Computing the Match table
Jim Gray, Alex Szalay, Robert Lupton, Jeff Munn, Ani Thakar
Aug 20, 2003
The SDSS data can be used for temporal studies of objects that are re-observed at different times. The SDSS survey observes about 10% of the Northern survey area 2 or more times, and observes the Southern stripe more than a dozen times.
The match table is intended to make temporal queries easy by providing a precomputed list of all objects that were observed multiple times. More formally,
Match = { (ObjID1,ObjID2) | Objid1 and ObjID2 are both from different runs (==observations)

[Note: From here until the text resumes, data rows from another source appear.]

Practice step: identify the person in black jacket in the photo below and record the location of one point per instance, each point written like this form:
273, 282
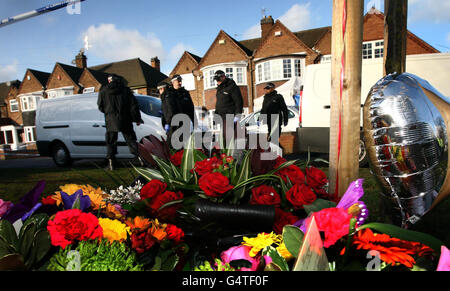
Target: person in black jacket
228, 99
170, 108
183, 98
121, 109
274, 104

And they are within 1 arcsecond of one another
And are both good (star or galaxy or unknown)
And are both fully deblended (no children)
And they are primary or secondary (not
family or outside)
The following count from the DR1 dataset says gives.
Mode | Total | nChild=0 |
primary | 52,525,576 | 52,525,576 |
secondary | 14,596,931 | 14,596,931 |
family | 17,074,000 | 6,153,714 |
outside | 126,819 | 126,819 |
And here are the flag counts for DR1
Dr1 Count | Flag | Description |
72,926,906 |
SET |
Object's status has been set in reference to its own run |
72,926,906 |
GOOD |
Object is good as determined by its object flags. Absence implies bad. |
10,186,591 |
DUPLICATE |
Object has one or more duplicate detections in an adjacent field of the same Frames Pipeline Run. |
67,029,849 |
OK_RUN |
Object is usable, it is located within the primary range of rows for this field. |
66,894,914 |
RESOLVED |
Object has been resolved against other runs. |
66,839,376 |
PSEGMENT |
Object Belongs to a PRIMARY segment. This does not imply that this is a primary object. |
387,964 |
FIRST_FIELD |
Object belongs to the first field in its segment. Used to distinguish objects in fields shared by two segments. |
62,728,244 |
OK_SCANLINE |
Object lies within valid nu range for its scanline. |
53,60,3453 |
OK_STRIPE |
Object lies within valid eta range for its stripe. |
Computing the Match table
The Match table is computed by using the Neighbors table and has a very similar schema (the Neighbors table only stores mode (1,2) (aka primary/secondary) and type (3,5,6) (aka galaxy, unknown, star) objects;
Create table Match (objID bigint not null,
matchObjID bigint not null,
distance float not null,
type tinyint not null,
matchType tinyint not null,
Mode tinyint not null,
matchMode tinyint not null,
primary key (objID, matchObjID)
) ON [Neighbors]
-- now populate the table
insert Match
select N.*
from (Neighbors N join PhotoObj P1 on N.objID = P1.objID)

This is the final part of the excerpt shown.